The PDF has hard line-breaks in places that the word document just visually wraps to the next line. As such, ExamDiff concludes that they are very different.
Is there a way to get ExamDiff to examine sentences rather than lines?
I've tried:
Replacing \n with spaces in ExamDiff
Playing with the wrap type and width settings in ExamDiff
Converting the word document to PDF, but this ends up producing a PDF with slightly different wrapping to the other PDF
Playing with the margins in Microsoft Word to achieve the same PDF wrapping
No, there's really no way to do it in EDP. If there was a tool that converts linebreaks within sentences to spaces, it could be used as a plug-in in EDP, but I don't know of such tool.
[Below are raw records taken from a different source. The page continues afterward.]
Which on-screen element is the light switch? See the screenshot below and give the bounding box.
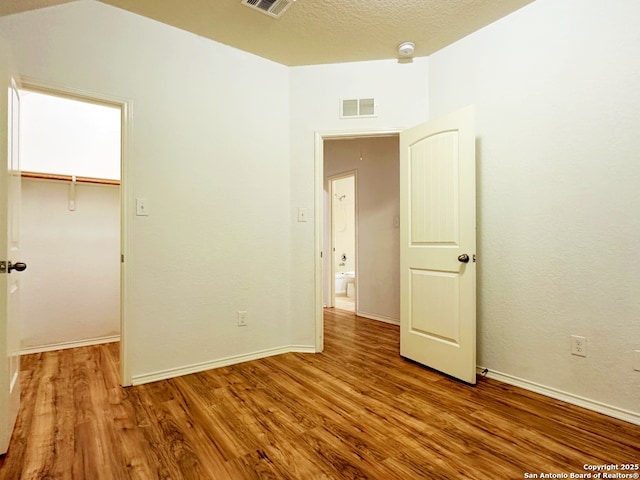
[136,198,149,217]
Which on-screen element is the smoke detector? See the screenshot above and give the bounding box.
[242,0,296,18]
[398,42,416,58]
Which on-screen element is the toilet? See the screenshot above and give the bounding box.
[335,272,356,298]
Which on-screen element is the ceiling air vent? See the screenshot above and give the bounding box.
[340,98,376,118]
[242,0,295,18]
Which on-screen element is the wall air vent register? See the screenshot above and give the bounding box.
[242,0,295,18]
[340,98,376,118]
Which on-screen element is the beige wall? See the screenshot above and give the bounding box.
[429,0,640,416]
[0,1,291,382]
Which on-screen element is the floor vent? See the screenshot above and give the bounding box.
[340,98,376,118]
[242,0,296,18]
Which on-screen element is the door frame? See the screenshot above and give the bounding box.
[313,127,409,353]
[20,75,132,387]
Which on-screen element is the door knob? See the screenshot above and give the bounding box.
[458,253,469,263]
[7,262,27,273]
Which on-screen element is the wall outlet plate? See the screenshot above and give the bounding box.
[571,335,587,357]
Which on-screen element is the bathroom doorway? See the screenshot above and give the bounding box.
[329,172,357,312]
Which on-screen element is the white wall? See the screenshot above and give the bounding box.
[20,179,120,351]
[324,136,400,322]
[290,58,428,345]
[429,0,640,414]
[0,0,291,381]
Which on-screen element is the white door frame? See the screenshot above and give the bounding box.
[20,76,132,386]
[313,127,408,353]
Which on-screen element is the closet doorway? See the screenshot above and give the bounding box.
[20,86,123,354]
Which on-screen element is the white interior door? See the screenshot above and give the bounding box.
[0,45,23,454]
[400,107,476,384]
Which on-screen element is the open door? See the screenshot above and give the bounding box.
[0,44,26,454]
[400,107,476,384]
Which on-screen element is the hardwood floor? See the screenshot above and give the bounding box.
[0,310,640,480]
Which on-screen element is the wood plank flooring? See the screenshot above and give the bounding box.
[0,309,640,480]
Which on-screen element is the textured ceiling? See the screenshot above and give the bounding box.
[0,0,533,66]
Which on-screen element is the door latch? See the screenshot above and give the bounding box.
[0,261,27,273]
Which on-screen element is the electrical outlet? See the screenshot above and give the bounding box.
[571,335,587,357]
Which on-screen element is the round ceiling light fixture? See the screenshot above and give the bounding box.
[398,42,416,58]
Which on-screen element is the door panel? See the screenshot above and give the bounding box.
[0,43,21,454]
[400,107,476,383]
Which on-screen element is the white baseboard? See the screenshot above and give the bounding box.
[20,335,120,355]
[131,345,316,385]
[477,367,640,425]
[356,311,400,325]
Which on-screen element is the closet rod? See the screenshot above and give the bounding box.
[21,172,120,185]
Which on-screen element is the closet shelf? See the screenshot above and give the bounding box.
[21,172,120,185]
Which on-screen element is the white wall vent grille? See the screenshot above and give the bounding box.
[340,98,376,118]
[242,0,295,18]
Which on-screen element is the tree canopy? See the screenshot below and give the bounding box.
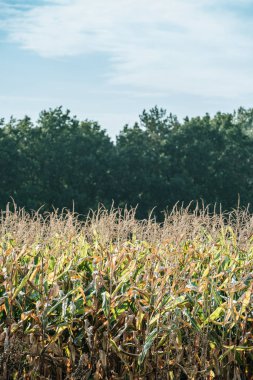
[0,107,253,217]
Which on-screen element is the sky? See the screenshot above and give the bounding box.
[0,0,253,136]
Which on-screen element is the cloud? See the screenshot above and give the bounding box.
[1,0,253,98]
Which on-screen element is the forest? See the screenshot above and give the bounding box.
[0,106,253,219]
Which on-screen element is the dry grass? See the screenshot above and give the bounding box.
[0,208,253,380]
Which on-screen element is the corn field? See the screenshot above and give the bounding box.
[0,208,253,380]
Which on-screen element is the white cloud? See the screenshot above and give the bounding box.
[1,0,253,98]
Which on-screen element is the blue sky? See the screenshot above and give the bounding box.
[0,0,253,136]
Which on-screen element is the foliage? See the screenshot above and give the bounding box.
[0,208,253,380]
[0,107,253,220]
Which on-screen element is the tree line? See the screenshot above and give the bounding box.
[0,107,253,218]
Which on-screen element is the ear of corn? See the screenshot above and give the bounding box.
[0,206,253,379]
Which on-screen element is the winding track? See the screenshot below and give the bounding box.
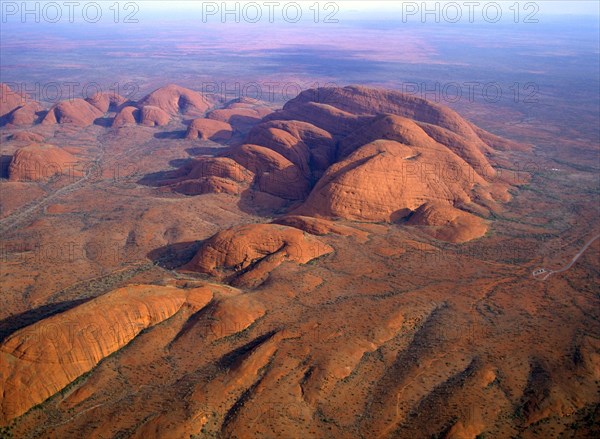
[532,233,600,280]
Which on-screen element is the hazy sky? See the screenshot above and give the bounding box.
[141,0,600,16]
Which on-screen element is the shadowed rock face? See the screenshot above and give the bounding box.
[184,224,333,286]
[165,87,520,241]
[0,83,28,117]
[185,118,233,142]
[0,285,203,419]
[0,83,42,125]
[86,92,127,113]
[42,99,104,127]
[138,84,210,117]
[8,143,82,181]
[112,105,140,127]
[140,105,171,127]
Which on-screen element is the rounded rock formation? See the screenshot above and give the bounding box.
[185,118,233,142]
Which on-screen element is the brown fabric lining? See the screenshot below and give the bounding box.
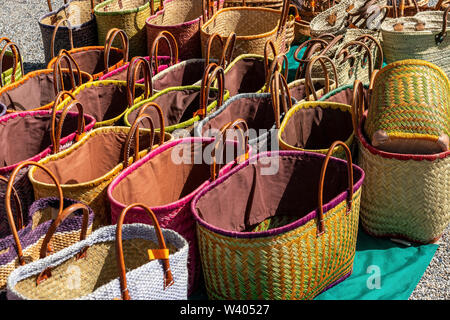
[202,96,282,136]
[75,84,144,122]
[34,129,167,184]
[128,89,218,128]
[0,71,89,111]
[56,49,123,74]
[0,114,78,167]
[225,58,266,97]
[112,143,243,207]
[281,107,353,149]
[153,61,205,90]
[196,156,360,232]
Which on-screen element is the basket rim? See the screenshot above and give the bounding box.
[278,101,355,153]
[0,110,96,174]
[200,7,281,40]
[191,150,365,239]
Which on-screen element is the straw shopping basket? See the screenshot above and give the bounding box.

In the end I used this process to make the files comparable:
- From ExamDiff, copy the text from the left pane into Notepad++
- In Notepad++
//The following removes carriage returns
Press Ctrl+H
Find what: \r\n
Replace with: (leave this blank)
Search mode: Regular Expression
Click 'Replace All'
//The following places each sentence on its own line
Press Ctrl+H
Find what: \.
Replace with: \n
Search mode: Regular Expression
Click 'Replace All'
- Do the same for the PDF content from ExamDiff
- Now create a new ExamDiff window and compare the two texts from Notepad++
If it's the process you described, you could write two scripts, one for .DOC files and the other for .PDF, using, say, sed, and use them as additional plug-ins for these respective file types (Options | Tools | Plug-ins).